Invited to NASA, engineering students witness Rosetta spacecraft's final moments

Students get a back-stage pass to NASA's end-of-mission crash event

Richard Cairney - 03 October 2016

(Edmonton) Engineering students invited to NASA's Jet Propulsion Lab last week were among the first people to see images taken by the Rosetta spacecraft as it made a planned crash on Comet 67P/Churyumov-Gerasimenko.

About a dozen students from the Department of Electrical and Computer Engineering were invited to watch the mission finale at JPL by Artur Chmielewski, a mechanical engineer and NASA's project manager of the Rosetta mission.

After delivering an engaging presentation on engineering and the Rosetta mission during a visit to the Faculty of Engineering, Chmielewski invited students to JPL to see Rosetta complete its 12-year mission.

"It was an opportunity you just could not refuse," said Carson Dick, an engineering physics student who made the trip.

Dick has a strong interest in optical engineering and is considering a graduate degree specializing in that area. He sees how his field has direct applications to space exploration.

"For me, this very much re-emphasized how one of the classic issues with astronomy is still (optical) resolution," said Dick, explaining that the comet's shape was initially determined by exploring shadows moving across its surface as it tumbled through space.

Many of the students were in elementary school when Rosetta was launched March 2, 2004. It was the first mission to land a spacecraft on a comet to collect and analyze material. After travelling 6.5 billion km Rosetta made its rendezvous with the comet in August, 2014. On November 9, 2014, it dispatched a probe, Philae, to the comet's surface.

Final manoeuvres to capture detailed images and crash Rosetta into the comet were handled in Germany-the mission was run jointly between NASA and the European Space Agency. The U of A engineering students were among about 50 VIPs in an auditorium at JPL, connecting via Skype with Chmielewski, who was in Germany.

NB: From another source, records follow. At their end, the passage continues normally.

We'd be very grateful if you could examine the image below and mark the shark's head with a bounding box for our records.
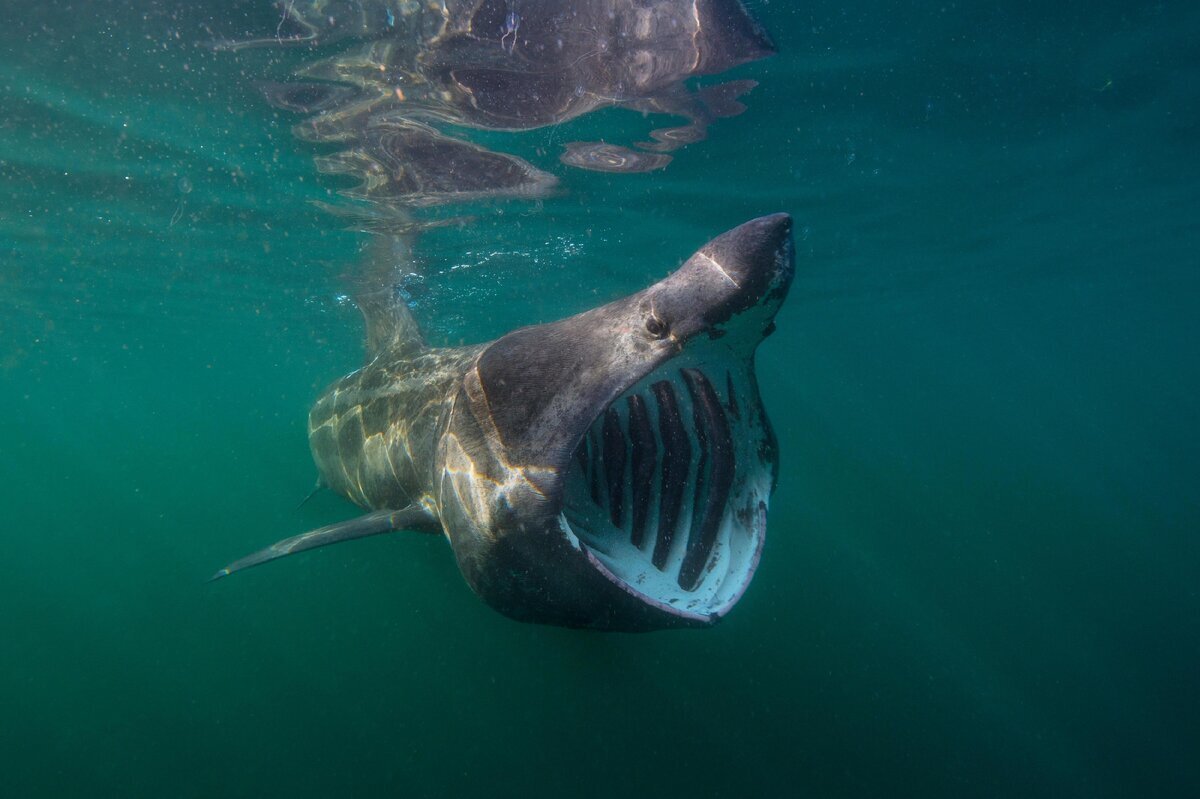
[438,214,794,630]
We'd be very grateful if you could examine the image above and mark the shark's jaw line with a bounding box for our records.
[549,342,775,623]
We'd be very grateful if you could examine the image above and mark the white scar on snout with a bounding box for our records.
[696,252,742,288]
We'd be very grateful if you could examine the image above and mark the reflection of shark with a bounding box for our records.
[218,0,774,206]
[216,214,793,630]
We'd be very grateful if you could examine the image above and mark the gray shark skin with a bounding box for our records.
[215,214,794,631]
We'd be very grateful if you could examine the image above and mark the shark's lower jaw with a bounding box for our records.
[560,358,775,621]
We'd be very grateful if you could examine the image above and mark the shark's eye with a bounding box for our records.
[646,316,667,338]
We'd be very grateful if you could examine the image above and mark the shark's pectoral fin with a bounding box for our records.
[209,505,440,582]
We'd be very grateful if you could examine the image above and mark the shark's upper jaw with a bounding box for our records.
[559,347,776,623]
[549,216,793,623]
[456,214,794,630]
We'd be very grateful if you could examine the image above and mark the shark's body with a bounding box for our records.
[217,215,793,630]
[217,0,792,630]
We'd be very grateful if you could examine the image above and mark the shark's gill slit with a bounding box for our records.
[604,405,625,528]
[650,380,691,571]
[679,370,734,590]
[628,394,659,548]
[563,361,768,615]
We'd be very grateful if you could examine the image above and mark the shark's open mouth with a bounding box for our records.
[562,356,775,620]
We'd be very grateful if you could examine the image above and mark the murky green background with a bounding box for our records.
[0,0,1200,797]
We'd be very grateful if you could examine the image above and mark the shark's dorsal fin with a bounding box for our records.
[354,235,425,362]
[209,505,439,582]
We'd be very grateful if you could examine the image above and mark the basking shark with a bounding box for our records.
[215,214,794,631]
[214,0,793,630]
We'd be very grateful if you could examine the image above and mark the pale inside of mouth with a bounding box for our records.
[562,359,773,619]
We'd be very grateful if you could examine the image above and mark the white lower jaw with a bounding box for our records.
[559,498,767,621]
[559,359,774,621]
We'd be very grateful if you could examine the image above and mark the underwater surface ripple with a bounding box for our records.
[0,0,1200,797]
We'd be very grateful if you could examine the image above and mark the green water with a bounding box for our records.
[0,0,1200,797]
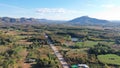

"It felt like the closing of a very import project, and we got to be there in person as they were wrapping it up," said Dick. "Artur was joking that he has to find another job because his job is over."

Allen Elbana, who organized Chmielewski's visit to the U of A before graduating with a degree in electrical engineering in April, said the visit gave students an appreciation of how engineers and scientists work together on such projects. Just as the teams debated where to land Philae on the comet, they likewise challenged each other on where to crash Rosetta. Picking a final resting place for the spacecraft meant balancing risks of protecting instruments while getting valuable photos of dust-spewing pits on the surface.

Dyck describes the JPL mission control rooms as being "almost mystical places," you never imagine yourself setting foot in, and Elbana would agree.

"For me, one of the real highlights was walking into their Mission Control room," he said. "It was dark, with red lights and three big projection screens and different computer desks for people on different missions, and up on screens you can see commands being sent back and forth between them and Curiosity (an unmanned vehicle on Mars).

"But when I saw Voyager 2 up on the screen that was a real highlight. It left Earth in the 1970s and it's now beyond Pluto and they're still receiving information from it. Up on one of the large screens you could see what looked like a command prompt, it was either information it was receiving or sending away. It was pretty surreal."

Second-year electrical engineering student Jack Zhao said the opportunity to visit NASA and have a behind-the-scenes look at the mission makes the idea of one day being involved in space missions "more tangible."

"My goal for first couple years of engineering is that I want to have as many different and special experiences as I can," he said.

His most memorable moment was hearing discussions about future space missions and the technical demands to be overcome.

"They were speaking very specifically about mission that is going to be happening in five or 10 years-these were the seeds of something that is going to happen."

All of the students say they owe a debt of gratitude to electrical engineering professor Abdul Elezzabi, who encouraged the students to reach out to Chmielewski in the first place, and who consistently asks students to think big.

He is truly the reason this all happened-he motivated us to go down this path," said Elbana. "He spurs interest in big project like this and people in the program feel like they can achieve those things. Every time we discuss employment with him, he has always been about the mindset that biggest is better. That's his mentality and he shares that with students."